= Jennifer Lee (equestrian) =

Hong Kong equestrian

Jennifer Snow Lee (born 15 August 1965) is a Hong Kong equestrian.

==Personal life==
Lee is a native of Virginia in the United States. She is married to Sam Lee Kwok-Tung, a Hong Kong Chinese man, with whom she has two children, and moved to Hong Kong with him in 1994.

==Equestrian career==
Lee began representing Hong Kong in equestrian competition at the international level soon after her arrival. She won medals in every competition in which she participated since 2001, held Hong Kong's high jump record, and was ranked 11th in the world in the International Federation for Equestrian Sports' World Jumping Challenge.

With Lee's skill, and equestrian at the 2008 Summer Olympics being held in Hong Kong rather than Beijing with the rest of events, it was a natural next step for her to attempt to participate, but her road to the Olympics was filled with obstacles. Lee, along with fellow U.S. citizen showjumpers Jennifer Chang and Charlotte Morse and U.K. citizen dressage rider Aram Gregory, were not successful in obtaining special dispensations from the International Olympic Committee to compete for Hong Kong without holding Chinese nationality. Among them, Lee and Gregory chose to apply to for naturalisation as Chinese nationals to the Hong Kong Immigration Department, which is authorised by Beijing to process Chinese nationality applications from Hong Kong residents. People of Chinese descent born in Hong Kong are permitted to hold multiple citizenship; however, applicants for naturalisation are required to renounce all other citizenships they hold. This was a difficult decision for Lee, in particular due to her concerns about her ability to travel back to her former home to care for her ageing parents; the U.S. is alone among Western countries in not granting visa-free treatment to holders of Hong Kong Special Administrative Region passports, meaning she would have to apply for a United States visa, and could face the possibility of rejection.

Lee was approved for naturalisation in July 2008, but her quest to represent Hong Kong at the Olympics finally faced an insurmountable barrier in the form of an injury to her horse, Mr Burns.
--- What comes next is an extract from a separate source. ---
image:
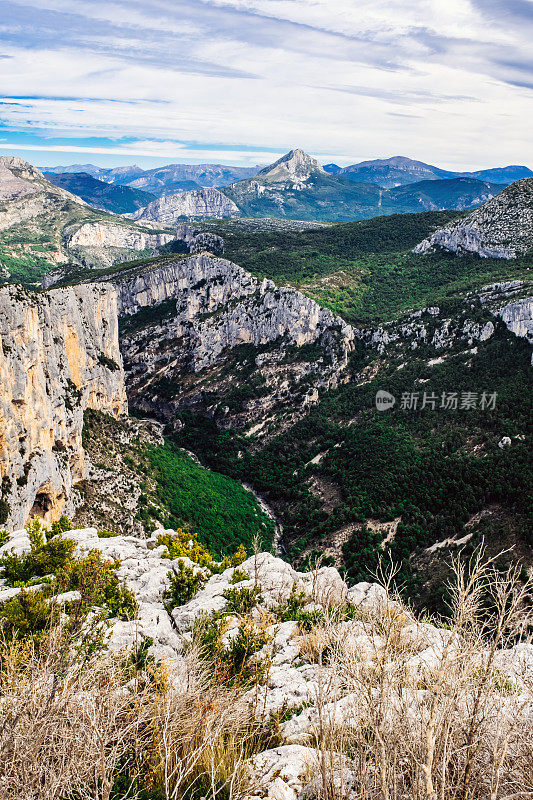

The horse was in Belgium undergoing pre-export quarantine at the time. Lee's withdrawal meant that Hong Kong would not field an Olympic show jumping team; Lee's fellow show jumpers Kenneth Cheng, Samantha Lam, and Patrick Lam would go on to compete as individuals.

Lee went on to compete for Hong Kong at the 2010 Asian Games in Guangzhou. She made another attempt to enter the Olympics as a member of the Hong Kong show jumping team which participated in team selection trials for the 2012 Summer Olympics. Lee did well individually, with 17 penalties over two rounds placing her at 17th among 37 contestants, but other members of her team had worse luck, and in the end they failed to qualify.